Однако до Ани Морозовой вскоре дошел слух, что один из поляков — Ян Маньковский подбил своих соотечественников на забастовку. Работая зимой на аэродроме, поляки пообтрепались. Когда ударили знаменитые морозы того года, они оказались чуть ли не босыми, им приходилось обматывать ноги в опорках соломой. В метель и стужу, когда руки примерзали к металлу, немцы заставляли работать этих полураздетых и полуразутых людей на открытом всем ветрам летном поле. Маньковский потребовал, чтобы немцы выдали полякам «анцуг» — одежду. Комендант аэродрома капитан Арвайлер скрепя сердце согласился на это, выдал всем полякам форму люфтваффе без погон и без знаков различий, Маньковскому баулейтер — начальник строительных работ — отмерил в придачу пятнадцать палок, чтобы отбить охоту у строптивого поляка к подстрекательским действиям. «Арбайтен! — приговаривал он. — Работай!»
Все это Аня рассказала партизанам в Клетнянском лесу.
Рощинцев в это время в Клетнянском лесу не оказалось — Командирский отряд ушел к линии фронта. Теперь с Аней держал прямую связь командир молодого, вышедшего весной в лес партизанского отряда — Федор. Покидая лес, рощинцы передали Федору Данченкову все свои связи. С Большой землей Данченков держал связь по рации недавно выброшенного в Клетнянский лес лейтенанта Майдана, командира разведгруппы из штаба Западного фронта.
— Значит, на базе у них целый интернационал, — задумался капитан Данченков. — Это хорошо, что вы решили связаться с поляками. Не может быть, чтобы поляки по своей охоте на Гитлера работали. Где они живут? В авиагородке? В казарме с немцами?
— Нет, в Первомайском переулке, в пустом доме, — ответила Аня. — Хозяева этого дома куда-то бежали от бомбежек.
— Вот удача! — Данченков посмотрел за окно в черную ночь. — Интересно, чем они дышат? Слышь, Анюта! Мы вот что надумали…
Аня внимательно слушала Данченкова. Уже все в округе знали этого бесстрашного партизанского командира, знали, что он свой человек — родился недалеко от Сещи, в Дубровском же районе, в деревне Жуково, — окончил Киевское артиллерийское училище. Данченков командовал гаубичным дивизионом во время советско-финской войны, вступил на Карельском фронте в партию, после «финской» приезжал на родину с медалью «За отвагу». В сорок первом артдивизион Данченкова дрался с гитлеровцами в Белоруссии, потерял в неравных боях с немецкими танками и авиацией больше половины людей и техники. В октябре немцы окружили артдивизион. Оставшись без горючего, расстреляв все снаряды, Данченков взорвал свои гаубицы и повел уцелевших бойцов на восток. Под Вязьмой немцы разбили и рассеяли его группу. Сам Данченков был ранен. С неделю отлеживался он в копне сена, а потом, немного поправившись, решил пробраться знакомыми тропами через Брянские леса. По пути у него родилось новое решение: он видел на дорогах много оружия, встречал в деревнях сотни окруженцев. А что, если с этими людьми, с этим оружием ударить по врагу с тыла?
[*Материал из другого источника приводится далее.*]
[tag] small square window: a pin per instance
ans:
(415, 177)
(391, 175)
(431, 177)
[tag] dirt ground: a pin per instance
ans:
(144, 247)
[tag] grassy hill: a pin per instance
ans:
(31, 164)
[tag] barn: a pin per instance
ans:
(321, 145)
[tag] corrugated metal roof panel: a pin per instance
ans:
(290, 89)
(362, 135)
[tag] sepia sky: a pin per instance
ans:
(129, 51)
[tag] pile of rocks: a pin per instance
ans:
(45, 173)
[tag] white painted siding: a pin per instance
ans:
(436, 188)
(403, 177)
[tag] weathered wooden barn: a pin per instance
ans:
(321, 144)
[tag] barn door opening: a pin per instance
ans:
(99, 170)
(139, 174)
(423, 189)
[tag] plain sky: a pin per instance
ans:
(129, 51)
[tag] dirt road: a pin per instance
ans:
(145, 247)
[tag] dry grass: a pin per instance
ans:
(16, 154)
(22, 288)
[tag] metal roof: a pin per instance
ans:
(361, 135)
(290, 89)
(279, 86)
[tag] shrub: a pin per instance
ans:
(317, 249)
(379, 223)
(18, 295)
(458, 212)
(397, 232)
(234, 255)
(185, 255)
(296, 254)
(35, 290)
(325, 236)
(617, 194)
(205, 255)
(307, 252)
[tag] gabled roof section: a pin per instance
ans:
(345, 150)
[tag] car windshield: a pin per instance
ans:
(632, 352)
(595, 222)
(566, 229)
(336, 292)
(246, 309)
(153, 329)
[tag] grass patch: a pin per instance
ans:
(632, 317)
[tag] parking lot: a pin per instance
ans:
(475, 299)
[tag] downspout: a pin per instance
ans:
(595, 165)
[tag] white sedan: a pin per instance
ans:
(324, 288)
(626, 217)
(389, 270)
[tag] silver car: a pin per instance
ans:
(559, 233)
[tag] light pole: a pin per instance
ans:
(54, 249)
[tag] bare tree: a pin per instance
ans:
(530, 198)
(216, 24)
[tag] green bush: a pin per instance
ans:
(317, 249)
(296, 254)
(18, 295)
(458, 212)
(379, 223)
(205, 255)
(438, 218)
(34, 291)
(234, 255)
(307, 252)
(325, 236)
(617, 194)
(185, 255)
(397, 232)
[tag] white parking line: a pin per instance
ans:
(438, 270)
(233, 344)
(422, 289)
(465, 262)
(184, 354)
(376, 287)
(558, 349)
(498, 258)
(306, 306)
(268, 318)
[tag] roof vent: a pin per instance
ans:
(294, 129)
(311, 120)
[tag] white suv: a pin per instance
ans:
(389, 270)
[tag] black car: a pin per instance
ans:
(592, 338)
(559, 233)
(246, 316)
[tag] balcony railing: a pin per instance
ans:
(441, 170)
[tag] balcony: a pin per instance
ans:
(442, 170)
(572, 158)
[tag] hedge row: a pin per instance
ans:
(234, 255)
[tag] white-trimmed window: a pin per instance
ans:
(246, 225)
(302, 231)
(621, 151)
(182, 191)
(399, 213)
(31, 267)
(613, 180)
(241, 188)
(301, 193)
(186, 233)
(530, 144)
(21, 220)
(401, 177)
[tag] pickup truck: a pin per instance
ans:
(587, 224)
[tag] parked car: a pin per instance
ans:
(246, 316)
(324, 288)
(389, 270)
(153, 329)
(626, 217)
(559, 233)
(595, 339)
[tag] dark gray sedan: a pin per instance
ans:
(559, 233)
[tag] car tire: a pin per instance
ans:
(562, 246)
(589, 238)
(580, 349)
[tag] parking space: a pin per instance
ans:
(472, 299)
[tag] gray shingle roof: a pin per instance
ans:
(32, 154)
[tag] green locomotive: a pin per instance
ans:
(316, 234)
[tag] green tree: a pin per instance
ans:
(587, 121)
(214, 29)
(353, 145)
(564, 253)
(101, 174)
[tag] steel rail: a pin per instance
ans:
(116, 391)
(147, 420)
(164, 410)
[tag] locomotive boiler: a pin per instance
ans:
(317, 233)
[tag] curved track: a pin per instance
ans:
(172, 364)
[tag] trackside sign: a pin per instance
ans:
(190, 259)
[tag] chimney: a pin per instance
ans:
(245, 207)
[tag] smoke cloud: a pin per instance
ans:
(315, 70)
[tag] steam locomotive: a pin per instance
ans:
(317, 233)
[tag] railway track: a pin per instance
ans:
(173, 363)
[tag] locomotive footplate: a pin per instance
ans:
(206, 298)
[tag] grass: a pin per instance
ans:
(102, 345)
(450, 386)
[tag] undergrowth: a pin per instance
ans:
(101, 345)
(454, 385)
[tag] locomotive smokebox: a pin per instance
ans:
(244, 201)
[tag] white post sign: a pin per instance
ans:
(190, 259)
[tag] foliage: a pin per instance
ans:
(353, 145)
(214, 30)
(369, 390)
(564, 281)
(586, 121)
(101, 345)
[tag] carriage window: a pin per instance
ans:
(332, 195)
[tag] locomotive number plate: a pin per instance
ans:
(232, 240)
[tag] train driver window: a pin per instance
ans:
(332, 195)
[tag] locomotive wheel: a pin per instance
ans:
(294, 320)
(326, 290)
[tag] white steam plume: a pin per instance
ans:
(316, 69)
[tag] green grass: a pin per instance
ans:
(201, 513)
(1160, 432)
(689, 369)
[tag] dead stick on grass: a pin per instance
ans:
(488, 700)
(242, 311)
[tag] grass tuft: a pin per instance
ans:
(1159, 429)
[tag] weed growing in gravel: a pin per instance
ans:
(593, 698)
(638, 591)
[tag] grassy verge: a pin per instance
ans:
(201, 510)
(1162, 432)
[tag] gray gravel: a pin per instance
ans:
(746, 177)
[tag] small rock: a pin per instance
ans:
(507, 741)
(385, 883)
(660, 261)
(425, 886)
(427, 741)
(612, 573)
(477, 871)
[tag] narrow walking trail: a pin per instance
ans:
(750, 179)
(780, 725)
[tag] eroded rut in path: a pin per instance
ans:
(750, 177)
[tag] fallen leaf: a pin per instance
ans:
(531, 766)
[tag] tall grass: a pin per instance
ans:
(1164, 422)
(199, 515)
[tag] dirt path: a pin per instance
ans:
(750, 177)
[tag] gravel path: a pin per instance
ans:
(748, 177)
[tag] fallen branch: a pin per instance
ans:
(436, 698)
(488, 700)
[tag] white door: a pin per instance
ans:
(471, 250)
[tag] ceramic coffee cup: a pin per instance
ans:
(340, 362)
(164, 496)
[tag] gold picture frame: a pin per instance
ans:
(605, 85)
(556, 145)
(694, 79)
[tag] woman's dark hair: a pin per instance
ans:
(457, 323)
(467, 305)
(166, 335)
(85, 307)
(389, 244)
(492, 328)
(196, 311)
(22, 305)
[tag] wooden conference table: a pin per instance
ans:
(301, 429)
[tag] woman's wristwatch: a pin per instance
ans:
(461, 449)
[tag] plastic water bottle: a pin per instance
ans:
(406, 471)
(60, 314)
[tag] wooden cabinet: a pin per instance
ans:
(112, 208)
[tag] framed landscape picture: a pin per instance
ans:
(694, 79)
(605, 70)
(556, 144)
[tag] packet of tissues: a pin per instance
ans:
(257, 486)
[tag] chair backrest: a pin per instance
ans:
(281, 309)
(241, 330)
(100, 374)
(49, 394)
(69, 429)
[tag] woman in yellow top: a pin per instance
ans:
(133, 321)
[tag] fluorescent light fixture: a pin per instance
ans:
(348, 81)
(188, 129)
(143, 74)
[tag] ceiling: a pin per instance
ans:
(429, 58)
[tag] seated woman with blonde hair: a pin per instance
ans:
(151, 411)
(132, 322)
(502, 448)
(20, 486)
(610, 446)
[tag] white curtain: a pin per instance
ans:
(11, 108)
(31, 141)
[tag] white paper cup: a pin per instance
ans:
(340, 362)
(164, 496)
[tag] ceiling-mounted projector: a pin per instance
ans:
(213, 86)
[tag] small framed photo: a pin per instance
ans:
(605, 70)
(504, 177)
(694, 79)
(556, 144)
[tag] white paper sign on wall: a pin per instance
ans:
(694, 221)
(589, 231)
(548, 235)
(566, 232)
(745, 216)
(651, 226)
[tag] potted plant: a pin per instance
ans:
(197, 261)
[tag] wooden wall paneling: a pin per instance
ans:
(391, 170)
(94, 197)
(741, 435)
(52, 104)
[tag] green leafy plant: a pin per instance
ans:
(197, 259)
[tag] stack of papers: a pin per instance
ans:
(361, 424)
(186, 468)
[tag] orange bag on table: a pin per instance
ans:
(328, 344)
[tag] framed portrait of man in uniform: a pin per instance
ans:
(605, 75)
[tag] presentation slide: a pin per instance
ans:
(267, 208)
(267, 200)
Всю первую военную зиму, скрываясь в родных местах, он закладывал базу будущего отряда. В отличие от большинства партизан, он и его первые помощники начали с создания подпольно-разведывательной сети, а потом уже, к весне, перед чернотропом, начали сколачивать отряд для выхода в лес. В отличие от других отрядов и разведгрупп, у Данченкова было огромное преимущество — и сам он и его помощники по разведке были местными людьми, воевали на родной земле, знали всех в округе.
Партизанский вожак Федор Данченков был один из тех десятков тысяч советских солдат и офицеров, которых Гитлер объявил уничтоженными в котлах под Вязьмой и Брянском…
И вот крестьянский сын Федор Данченков, думая о сыновьях польских крестьян, говорил Ане:
— Нет, не могу я поверить, что братья-славяне в охотку на немцев, на Гитлера, ишачат.
Прощаясь с Данченковым и Майданом под шум весеннего дождя в лесу, Аня сказала:
— Немцы в Сеще хвастаются: летают, мол, только немцы, а снаряжает их в полет, на борьбу с большевизмом, вся Европа.